- Education: Massachusetts Institute of Technology New York University University of Florida
- Scientific career
- Workplaces: Johnson Space Center

= Shannan Moynihan =

American physician

Shannan Moynihan is the Deputy Chief of Space and Occupational Medicine at the Johnson Space Center. She has acted as crew surgeon for International Space Station missions.

== Education and early career ==
As a child, Moynihan wanted to become an astronaut. She studied aeronautical engineering at Massachusetts Institute of Technology. She studied medicine at New York University and graduated in 1999. She completed a residency in emergency medicine at the University of Florida. She completed a Masters in public health and aerospace medicine in Houston.

== Career ==
Moynihan worked as a flight surgeon at the University of Texas Medical Branch Wyle Laboratories. She was part of the Medical Operations team for the C-9 Familiarization Flight. She joined NASA in 2008. She manages the medical care for the occupants of interplanetary spacecraft. Around this time, Moynihan noticed that long duration astronauts were coming back with distinct visual changes. She has since been studying Spaceflight-Associated Neuro-Ocular Syndrome, and sent an optical coherence tomography scanner up to the ISS.

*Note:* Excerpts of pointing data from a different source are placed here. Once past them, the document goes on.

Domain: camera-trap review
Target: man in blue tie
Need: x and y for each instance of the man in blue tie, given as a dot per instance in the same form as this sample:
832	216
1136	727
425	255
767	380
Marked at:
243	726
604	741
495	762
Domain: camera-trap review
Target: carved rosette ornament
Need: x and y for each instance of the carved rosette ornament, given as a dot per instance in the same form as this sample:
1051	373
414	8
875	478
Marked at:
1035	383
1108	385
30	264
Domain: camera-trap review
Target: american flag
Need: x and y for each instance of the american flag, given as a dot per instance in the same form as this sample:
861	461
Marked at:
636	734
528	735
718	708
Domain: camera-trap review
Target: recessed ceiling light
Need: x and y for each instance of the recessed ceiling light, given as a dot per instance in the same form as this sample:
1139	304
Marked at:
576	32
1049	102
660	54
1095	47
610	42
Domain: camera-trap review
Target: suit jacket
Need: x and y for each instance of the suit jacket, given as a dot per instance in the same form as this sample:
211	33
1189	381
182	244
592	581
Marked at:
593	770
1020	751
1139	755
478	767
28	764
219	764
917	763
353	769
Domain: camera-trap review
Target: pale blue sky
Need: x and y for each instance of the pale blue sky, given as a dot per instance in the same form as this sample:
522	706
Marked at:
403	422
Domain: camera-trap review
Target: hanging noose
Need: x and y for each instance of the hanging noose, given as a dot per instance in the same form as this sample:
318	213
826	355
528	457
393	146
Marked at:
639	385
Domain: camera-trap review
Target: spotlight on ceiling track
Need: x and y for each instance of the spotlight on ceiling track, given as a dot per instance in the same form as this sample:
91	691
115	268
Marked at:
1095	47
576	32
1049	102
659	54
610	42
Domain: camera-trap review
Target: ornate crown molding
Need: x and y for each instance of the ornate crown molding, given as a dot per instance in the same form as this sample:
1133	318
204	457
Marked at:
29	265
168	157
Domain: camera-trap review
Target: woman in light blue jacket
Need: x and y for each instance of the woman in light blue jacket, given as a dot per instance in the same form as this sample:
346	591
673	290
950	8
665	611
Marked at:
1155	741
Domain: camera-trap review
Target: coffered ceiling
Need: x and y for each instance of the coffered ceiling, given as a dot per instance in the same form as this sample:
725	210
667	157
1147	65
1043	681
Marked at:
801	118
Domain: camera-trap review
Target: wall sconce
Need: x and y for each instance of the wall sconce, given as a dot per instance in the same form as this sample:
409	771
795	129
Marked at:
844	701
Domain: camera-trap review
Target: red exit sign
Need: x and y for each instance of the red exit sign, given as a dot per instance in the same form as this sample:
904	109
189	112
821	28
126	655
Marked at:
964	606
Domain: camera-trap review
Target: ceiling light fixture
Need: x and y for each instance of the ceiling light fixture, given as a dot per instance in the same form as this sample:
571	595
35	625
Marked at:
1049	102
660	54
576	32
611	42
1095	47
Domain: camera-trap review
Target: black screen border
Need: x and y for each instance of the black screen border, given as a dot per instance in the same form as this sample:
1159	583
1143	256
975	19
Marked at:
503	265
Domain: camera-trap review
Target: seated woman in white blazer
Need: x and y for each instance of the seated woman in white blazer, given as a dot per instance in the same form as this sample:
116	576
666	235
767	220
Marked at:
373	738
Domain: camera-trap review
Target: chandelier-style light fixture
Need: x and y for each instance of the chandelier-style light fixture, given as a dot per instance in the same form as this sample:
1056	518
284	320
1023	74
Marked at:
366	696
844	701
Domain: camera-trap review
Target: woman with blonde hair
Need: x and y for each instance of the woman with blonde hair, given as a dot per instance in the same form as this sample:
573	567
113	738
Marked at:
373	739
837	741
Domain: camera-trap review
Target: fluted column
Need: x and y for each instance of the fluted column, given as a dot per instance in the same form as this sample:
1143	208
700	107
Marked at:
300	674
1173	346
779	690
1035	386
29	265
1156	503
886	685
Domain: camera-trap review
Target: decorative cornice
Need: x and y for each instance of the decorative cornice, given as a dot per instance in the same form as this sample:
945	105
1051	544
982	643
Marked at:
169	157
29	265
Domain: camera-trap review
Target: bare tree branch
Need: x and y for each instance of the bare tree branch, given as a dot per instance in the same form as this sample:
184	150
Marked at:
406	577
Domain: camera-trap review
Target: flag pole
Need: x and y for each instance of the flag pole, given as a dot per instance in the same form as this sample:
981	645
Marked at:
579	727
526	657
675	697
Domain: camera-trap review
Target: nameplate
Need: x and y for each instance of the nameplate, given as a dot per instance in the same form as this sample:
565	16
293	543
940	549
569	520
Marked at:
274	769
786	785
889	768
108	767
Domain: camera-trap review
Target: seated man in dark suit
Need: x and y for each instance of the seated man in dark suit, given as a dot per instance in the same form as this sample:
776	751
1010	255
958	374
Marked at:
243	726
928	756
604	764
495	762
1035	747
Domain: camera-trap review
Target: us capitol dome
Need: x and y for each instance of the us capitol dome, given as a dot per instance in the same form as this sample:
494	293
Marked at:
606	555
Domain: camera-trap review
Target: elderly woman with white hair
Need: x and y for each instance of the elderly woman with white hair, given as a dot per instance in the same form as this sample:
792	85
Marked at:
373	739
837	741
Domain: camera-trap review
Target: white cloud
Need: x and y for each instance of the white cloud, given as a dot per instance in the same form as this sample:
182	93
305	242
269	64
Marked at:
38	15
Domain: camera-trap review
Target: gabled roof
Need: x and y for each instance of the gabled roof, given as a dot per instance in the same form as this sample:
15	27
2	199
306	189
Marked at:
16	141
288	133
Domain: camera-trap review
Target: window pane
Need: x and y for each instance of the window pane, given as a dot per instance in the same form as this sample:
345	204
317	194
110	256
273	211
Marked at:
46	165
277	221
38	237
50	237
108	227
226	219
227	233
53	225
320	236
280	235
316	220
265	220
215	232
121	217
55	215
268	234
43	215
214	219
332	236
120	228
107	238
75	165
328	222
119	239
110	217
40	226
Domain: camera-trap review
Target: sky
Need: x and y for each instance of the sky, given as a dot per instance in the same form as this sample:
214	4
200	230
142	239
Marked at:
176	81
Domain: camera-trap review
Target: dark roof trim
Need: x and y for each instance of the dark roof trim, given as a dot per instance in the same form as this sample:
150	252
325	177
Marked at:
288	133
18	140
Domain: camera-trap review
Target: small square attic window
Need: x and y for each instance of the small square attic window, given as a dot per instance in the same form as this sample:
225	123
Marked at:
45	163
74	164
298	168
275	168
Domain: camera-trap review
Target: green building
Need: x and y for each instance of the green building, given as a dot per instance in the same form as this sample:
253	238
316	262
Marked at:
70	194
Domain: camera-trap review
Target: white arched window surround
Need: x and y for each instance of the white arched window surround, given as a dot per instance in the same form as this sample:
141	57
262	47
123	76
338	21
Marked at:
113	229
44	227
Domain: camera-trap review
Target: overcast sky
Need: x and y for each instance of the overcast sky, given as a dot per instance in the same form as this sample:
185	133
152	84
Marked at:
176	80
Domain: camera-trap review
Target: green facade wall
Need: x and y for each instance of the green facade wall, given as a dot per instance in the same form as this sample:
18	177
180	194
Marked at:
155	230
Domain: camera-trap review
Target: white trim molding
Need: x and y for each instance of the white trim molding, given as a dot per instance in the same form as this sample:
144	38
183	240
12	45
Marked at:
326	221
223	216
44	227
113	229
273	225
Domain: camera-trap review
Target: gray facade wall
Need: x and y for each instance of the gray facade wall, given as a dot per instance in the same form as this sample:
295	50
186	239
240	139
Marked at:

She was part of the NASA twins study, monitoring astronaut Scott Kelly and his brother Mark Kelly. In 2016 she published practical considerations that must be taken for women astronauts on the International Space Station. She is concerned about reproductive viability, bone health, menopausal status and nutrition. Moynihan relies on telemedicine to provide health care to astronauts on board the International Space Station. The astronauts use a colour-coded ultrasound machine and make calls to Moynihan using a VoIP phone. During a sixth-month mission, one of the astronauts, who suffered with a history of knee injury, developed a persistent pain. This was assessed using ultrasound, where images were live streamed back to the planet Earth.

She took part in the BBC documentary Women with the Right Stuff and the book Promised the Moon. She appeared in the Channel 4 documentary, Live from Space. She is affiliated with San Jacinto Methodist Hospital.